A permanent magnet motor is a type of brushless electric electric motor that uses long lasting magnets instead of winding in the field.

This kind of motor is used in the Chevy Bolt[1], the Chevy Volt, and the Tesla Model 3.[2] Additional Tesla versions use traditional induction motors motors.[3] Front motors in all-wheel drive Model 3 Teslas are also induction motors.

Permanent magnet motors are better than induction motor or motors with field windings for several high-efficiency applications such as for example electric vehicles. Tesla’s Chief Electric motor Designer was quoted talking about these advantages, stating: “It’s well known that permanent magnet machines have the advantage of pre-excitation from the magnets, and therefore you have some efficiency advantage for that. Induction machines have ideal flux regulation and therefore you can optimize your efficiency. Both make sense for variable-acceleration drive single-gear transmitting as the drive units of the cars. Therefore, as you know, our Model 3 includes a permanent magnet machine now. It is because for the specification of the functionality and efficiency, the long lasting magnet machine better solved our price minimization function, and it was optimal for the range and performance target. Quantitatively, the difference is usually what drives the future of the machine, and it’s a trade-off between motor price, range and battery cost that is identifying which technology will be used in the future.
The magnetic field for a synchronous machine could be provided by using permanent magnets made of agricultural Chain neodymium-boron-iron, samarium-cobalt, or ferrite on the rotor. In some motors, these magnets are mounted with adhesive on the top of rotor core such that the magnetic field can be radially directed across the air flow gap. In other designs, the magnets are inset in to the rotor core surface or inserted in slots just below the surface. Another type of permanent-magnet motor has circumferentially directed magnets placed in radial slots offering magnetic flux to iron poles, which in turn create a radial field in the surroundings gap.
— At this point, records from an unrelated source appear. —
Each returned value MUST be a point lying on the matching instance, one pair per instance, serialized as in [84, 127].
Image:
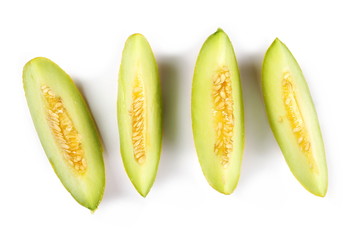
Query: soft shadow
[170, 68]
[104, 115]
[259, 138]
[81, 89]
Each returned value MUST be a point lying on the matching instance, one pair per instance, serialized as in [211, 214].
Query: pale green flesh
[217, 51]
[87, 188]
[138, 59]
[279, 60]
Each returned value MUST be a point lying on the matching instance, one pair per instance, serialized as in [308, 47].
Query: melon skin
[87, 185]
[139, 91]
[220, 156]
[293, 118]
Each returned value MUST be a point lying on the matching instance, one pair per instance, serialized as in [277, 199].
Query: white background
[86, 39]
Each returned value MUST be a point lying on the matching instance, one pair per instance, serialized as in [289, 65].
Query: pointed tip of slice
[136, 35]
[319, 191]
[143, 192]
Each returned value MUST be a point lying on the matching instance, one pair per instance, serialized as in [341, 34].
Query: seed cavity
[64, 131]
[296, 119]
[137, 112]
[223, 114]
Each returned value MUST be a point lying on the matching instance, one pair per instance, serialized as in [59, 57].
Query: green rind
[278, 60]
[216, 52]
[87, 188]
[138, 58]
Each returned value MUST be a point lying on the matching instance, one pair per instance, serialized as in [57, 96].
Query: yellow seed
[138, 118]
[294, 116]
[63, 130]
[223, 114]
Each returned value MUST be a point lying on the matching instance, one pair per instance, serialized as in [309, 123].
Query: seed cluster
[295, 117]
[223, 114]
[64, 131]
[138, 119]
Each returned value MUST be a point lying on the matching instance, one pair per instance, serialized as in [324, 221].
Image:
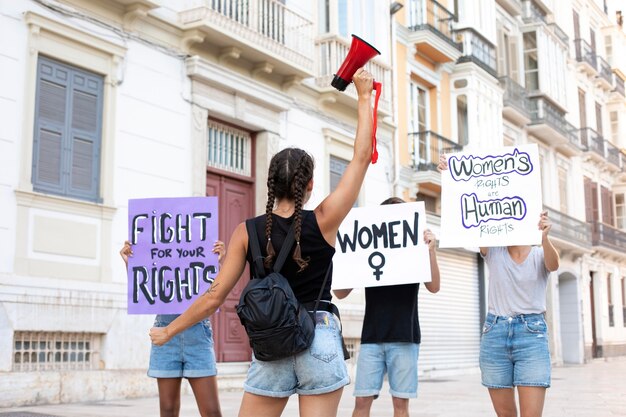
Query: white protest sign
[381, 245]
[491, 198]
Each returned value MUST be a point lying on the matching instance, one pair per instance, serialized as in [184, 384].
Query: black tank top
[306, 284]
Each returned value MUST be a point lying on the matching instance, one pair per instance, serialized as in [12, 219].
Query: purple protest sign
[172, 262]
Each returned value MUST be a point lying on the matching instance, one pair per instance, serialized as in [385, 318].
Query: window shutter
[84, 144]
[68, 122]
[50, 115]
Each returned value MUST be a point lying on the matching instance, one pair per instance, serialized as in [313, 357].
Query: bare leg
[205, 391]
[323, 405]
[400, 407]
[169, 396]
[531, 400]
[253, 405]
[362, 406]
[503, 400]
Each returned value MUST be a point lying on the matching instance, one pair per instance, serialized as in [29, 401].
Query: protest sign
[381, 245]
[172, 263]
[491, 198]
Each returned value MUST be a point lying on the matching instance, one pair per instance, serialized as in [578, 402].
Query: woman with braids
[319, 373]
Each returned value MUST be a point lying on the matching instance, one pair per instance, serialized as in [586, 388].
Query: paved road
[597, 389]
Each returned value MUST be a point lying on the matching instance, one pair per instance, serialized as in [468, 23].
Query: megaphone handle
[378, 87]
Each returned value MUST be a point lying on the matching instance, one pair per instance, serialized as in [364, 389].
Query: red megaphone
[360, 52]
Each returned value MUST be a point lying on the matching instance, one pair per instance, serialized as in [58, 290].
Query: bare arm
[342, 293]
[331, 212]
[434, 284]
[207, 303]
[550, 255]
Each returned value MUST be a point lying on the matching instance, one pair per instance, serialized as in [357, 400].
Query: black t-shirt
[391, 314]
[306, 284]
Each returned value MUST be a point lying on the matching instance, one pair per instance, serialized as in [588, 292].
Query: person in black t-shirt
[390, 339]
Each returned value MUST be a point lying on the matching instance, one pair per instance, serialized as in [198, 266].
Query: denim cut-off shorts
[514, 351]
[318, 370]
[398, 360]
[189, 354]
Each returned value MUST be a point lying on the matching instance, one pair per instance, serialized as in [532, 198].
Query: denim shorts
[189, 354]
[514, 351]
[398, 360]
[320, 369]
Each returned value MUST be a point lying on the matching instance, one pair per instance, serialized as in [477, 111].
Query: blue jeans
[318, 370]
[398, 360]
[514, 351]
[189, 354]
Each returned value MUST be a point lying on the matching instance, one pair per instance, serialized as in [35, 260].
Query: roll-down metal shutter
[450, 319]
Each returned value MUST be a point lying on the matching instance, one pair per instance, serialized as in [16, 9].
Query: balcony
[331, 51]
[425, 148]
[271, 36]
[571, 233]
[605, 75]
[477, 49]
[515, 101]
[548, 123]
[608, 237]
[430, 26]
[585, 56]
[618, 87]
[513, 7]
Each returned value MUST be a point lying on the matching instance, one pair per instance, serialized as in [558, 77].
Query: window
[531, 63]
[41, 351]
[230, 149]
[67, 133]
[610, 299]
[563, 190]
[620, 211]
[614, 126]
[418, 115]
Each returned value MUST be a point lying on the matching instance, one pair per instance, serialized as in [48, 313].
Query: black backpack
[277, 325]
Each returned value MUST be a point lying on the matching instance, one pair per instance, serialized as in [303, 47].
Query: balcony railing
[568, 228]
[427, 146]
[430, 15]
[515, 96]
[331, 51]
[604, 70]
[268, 24]
[584, 53]
[592, 140]
[477, 49]
[619, 85]
[608, 236]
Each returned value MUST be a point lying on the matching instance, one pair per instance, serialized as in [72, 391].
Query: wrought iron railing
[266, 23]
[568, 228]
[608, 236]
[430, 15]
[584, 53]
[478, 49]
[515, 95]
[427, 146]
[604, 70]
The main application for permanent-magnet motors is in variable-speed drives where in fact the stator is supplied from a variable-frequency, variable-voltage, electronically managed source. Such drives are capable of precise speed and placement control. Because of the absence of power losses in the rotor, as compared with induction engine drives, they are also highly efficient.

Permanent-magnet motors could be designed to operate at synchronous swiftness from a way to obtain continuous voltage and frequency. The magnets are embedded in the rotor iron, and a damper winding is placed in slots in the rotor surface to supply starting capability. This kind of a motor does not, however, have means of controlling the stator power element.